This page contains biography and contact information of teachers and professors that have contributed pedagogy resources. To contact the project’s principal investigators please go here.
Katherine Holt
Associate Professor and Chair of History at the College of Wooster. She teaches courses on Latin American history, trans-Atlantic slavery, U.S./Latin American relations, and quantitative methods. Her research explores the history of gender and slavery in nineteenth-century Brazil. She received her bachelor’s degree from George Washington University, a master’s degree in Latin American and Caribbean Studies from New York University, and a doctorate from Princeton.
Setsuko Matsuzawa
Associate Professor of Sociology at the College of Wooster.

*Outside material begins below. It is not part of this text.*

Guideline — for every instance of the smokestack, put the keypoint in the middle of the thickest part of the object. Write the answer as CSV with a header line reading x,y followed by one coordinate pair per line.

Her research interests include: Social Movements, Environmental Sociology, Development, Law, Transnational and Global Sociology, and East Asian Societies (China and Japan). Her primary research area is environmental activism in East Asia. She has multiple degrees: An L.L.B., Sophia, Masters in Public Policy from Duke, L.L.M., from Georgetown Law Center, and Certificate, Inter-University Program (IUP) for Chinese Language Studies (administered by UC-Berkeley) Tsinghua University, China. Her Ph.D. is in Sociology from UC California-San Diego.
Amyaz Moledina
Associate Professor of Economics and contributes to the Global and International Studies program at the College of Wooster. He co-founded, direct, and actively participate in Wooster’s Social Entrepreneurship (SE) Program. SE uses collaborative experiential learning to catalyze the academy and social enterprises to create social change. This program is recognized for excellence by the Institute of International Education. Check out his current projects here.
Leah Mirakhor
Professor Mirakhor writes and teaches on 20th and 21st century literature and culture. She received her MA in African American Studies and her PhD in English from UW-Madison. She currently teaches courses on exiles, migrants and refugees at Yale University. Her articles have appeared in African American Review and Studies in American Jewish Literature and is a frequent contributor at Los Angeles Review of Books. She is currently working on a monograph that examines the relationship between American empire, the figure of terror, and the intimate.
Beth Muellner
Associate Professor of German Studies and an affiliate faculty member in the Women’s, Gender, and Sexuality Studies Department at the College of Wooster. She received her Bachelor’s degree in English with a minor in German at the University of Minnesota and then moved to Berlin, Germany for five years to continue studying German at the Freie Universität. She has a Master’s in German from the University of Maryland, College Park and a Ph.D. in German (with a minor in Advanced Feminist Studies), at the University of Minnesota. Her research interests include women’s travel writing, the history of technology, photography and film (visual culture), memory studies, critical theory, spatial studies, and the aristocracy, primarily in the 18th, 19th and 20th centuries. She has published and given papers based on my dissertation on women’s experiences with train, bicycle and automobile travel, as well as on Malwida von Meysenbug, women’s railroad travel and writing, film, the Empress Elisabeth of Austria, and journalist/writer Annemarie Schwarzenbach.
Connected Course:
Migration and Citizenship and Migration and the New Europe
Taku Suzuki
Professor Suzuki is an Associate Professor and Chair of International Studies at Denison. He earned a B.A. in International Studies from Meiji Gakuin University in Yokohama, Japan, and a M.A. and a Ph.D. in Sociocultural Anthropology from the University of Minnesota. He has conducted field research in the Okinawan immigrant communities in eastern Bolivia and Okinawan-Bolivian immigrant communities in eastern Japan, and is currently interested in a transnational Okinawan peace and environmental activism. He teaches courses in introductory International Studies, globalization and diversification of Japanese society, trans-Pacific Asian communities and identities, race and class formations in a global perspective, and comparative Asian immigrant experiences in the Americas.
Brian Miller
Professor Miller is a Visiting Associate Professor at Alleghany. B.A., John Carroll University; M.A., Georgia State University; Ph. D., University of Iowa. His research interests include Modern Turkey and Modern Germany. He contributed to Middle East and North African Studies; Migration & Diaspora Studies; and Transnational & Globalization Studies.